Retrieving SPAD Values of Summer Maize Using UAV Hyperspectral Data Based on Multiple Machine Learning Algorithm

Using unmanned aerial vehicle (UAV) hyperspectral images to accurately estimate the chlorophyll content of summer maize is of great significance for crop growth monitoring, fertilizer management, and the development of precision agriculture. Hyperspectral imaging data, analytical spectral devices (ASD) data, and SPAD values of summer maize in different key growth periods were obtained under the conditions of a micro-spray strip drip irrigation water supply. The hyperspectral data were preprocessed by spectral transformation methods. Then, several algorithms including Findpeaks (FD), competitive adaptive reweighted sampling (CARS), successive projections algorithm (SPA), and CARS_SPA were used to extract the sensitive characteristic bands related to SPAD values from the hyperspectral image data obtained by UAV. Subsequently, four machine learning regression models including partial least squares regression (PLSR), random forest (RF), extreme gradient boosting (XGBoost), and deep neural network (DNN) were used to establish SPAD value estimation models.
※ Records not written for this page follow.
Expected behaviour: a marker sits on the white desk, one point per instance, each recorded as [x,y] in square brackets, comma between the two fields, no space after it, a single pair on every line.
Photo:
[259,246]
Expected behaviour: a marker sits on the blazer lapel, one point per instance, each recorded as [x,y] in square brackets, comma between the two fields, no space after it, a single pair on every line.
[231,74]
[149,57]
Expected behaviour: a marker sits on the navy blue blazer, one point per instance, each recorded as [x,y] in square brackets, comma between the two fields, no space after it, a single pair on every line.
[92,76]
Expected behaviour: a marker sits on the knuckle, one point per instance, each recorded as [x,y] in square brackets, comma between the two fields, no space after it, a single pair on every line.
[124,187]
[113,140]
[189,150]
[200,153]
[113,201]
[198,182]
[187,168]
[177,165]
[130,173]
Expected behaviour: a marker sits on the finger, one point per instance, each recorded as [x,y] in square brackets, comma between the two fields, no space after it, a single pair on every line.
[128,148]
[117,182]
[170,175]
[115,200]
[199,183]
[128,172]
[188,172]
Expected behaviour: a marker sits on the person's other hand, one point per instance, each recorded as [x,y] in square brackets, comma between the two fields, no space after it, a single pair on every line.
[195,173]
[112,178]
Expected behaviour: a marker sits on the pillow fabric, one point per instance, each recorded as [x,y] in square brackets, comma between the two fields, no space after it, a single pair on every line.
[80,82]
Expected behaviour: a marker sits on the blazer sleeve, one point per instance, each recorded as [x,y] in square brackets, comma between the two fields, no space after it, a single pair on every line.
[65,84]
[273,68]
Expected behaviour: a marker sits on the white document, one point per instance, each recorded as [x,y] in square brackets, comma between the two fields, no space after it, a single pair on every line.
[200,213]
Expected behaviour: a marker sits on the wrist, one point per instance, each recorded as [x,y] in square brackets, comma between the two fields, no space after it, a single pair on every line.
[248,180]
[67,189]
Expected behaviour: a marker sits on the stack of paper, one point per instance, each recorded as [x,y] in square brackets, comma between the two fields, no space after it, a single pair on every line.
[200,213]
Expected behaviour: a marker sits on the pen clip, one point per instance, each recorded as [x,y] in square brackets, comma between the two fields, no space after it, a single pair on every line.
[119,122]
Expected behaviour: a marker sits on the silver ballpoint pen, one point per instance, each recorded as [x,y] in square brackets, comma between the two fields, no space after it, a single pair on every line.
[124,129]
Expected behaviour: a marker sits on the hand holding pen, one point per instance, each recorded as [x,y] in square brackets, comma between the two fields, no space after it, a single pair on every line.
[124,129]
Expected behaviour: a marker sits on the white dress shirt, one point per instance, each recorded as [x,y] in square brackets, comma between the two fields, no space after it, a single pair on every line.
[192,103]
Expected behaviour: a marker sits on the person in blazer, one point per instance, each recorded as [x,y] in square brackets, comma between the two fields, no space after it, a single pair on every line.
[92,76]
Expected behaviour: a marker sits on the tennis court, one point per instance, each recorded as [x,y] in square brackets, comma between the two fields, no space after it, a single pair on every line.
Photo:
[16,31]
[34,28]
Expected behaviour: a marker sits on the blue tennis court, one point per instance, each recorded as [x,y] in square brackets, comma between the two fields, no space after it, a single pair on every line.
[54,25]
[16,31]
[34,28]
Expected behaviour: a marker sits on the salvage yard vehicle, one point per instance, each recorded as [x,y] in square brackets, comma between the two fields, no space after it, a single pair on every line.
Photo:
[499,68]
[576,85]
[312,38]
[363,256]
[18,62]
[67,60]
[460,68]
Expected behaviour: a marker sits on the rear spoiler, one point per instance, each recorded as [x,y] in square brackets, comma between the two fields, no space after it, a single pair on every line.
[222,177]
The results showed that the correlation coefficient between the ASD and UAV hyperspectral data was greater than 0.96 indicating that UAV hyperspectral image data could be used to estimate maize growth information. The characteristic bands selected by different algorithms were slightly different. The CARS_SPA algorithm could effectively extract sensitive hyperspectral characteristics. This algorithm not only greatly reduced the number of hyperspectral characteristics but also improved the multiple collinearity problem. The low frequency information of SSR in spectral transformation could significantly improve the spectral estimation ability for SPAD values of summer maize. In the accuracy verification of PLSR, RF, XGBoost, and the DNN inversion model based on SSR and CARS_SPA, the determination coefficients (R-2) were 0.81, 0.42, 0.65, and 0.82, respectively. The inversion accuracy based on the DNN model was better than the other models. Compared with high-frequency information, low-frequency information (DNN model based on SSR and CARS_SPA) had a strong estimating ability for SPAD values in summer maize canopy. This study provides a reference and technical support for the rapid non-destructive testing of summer maize.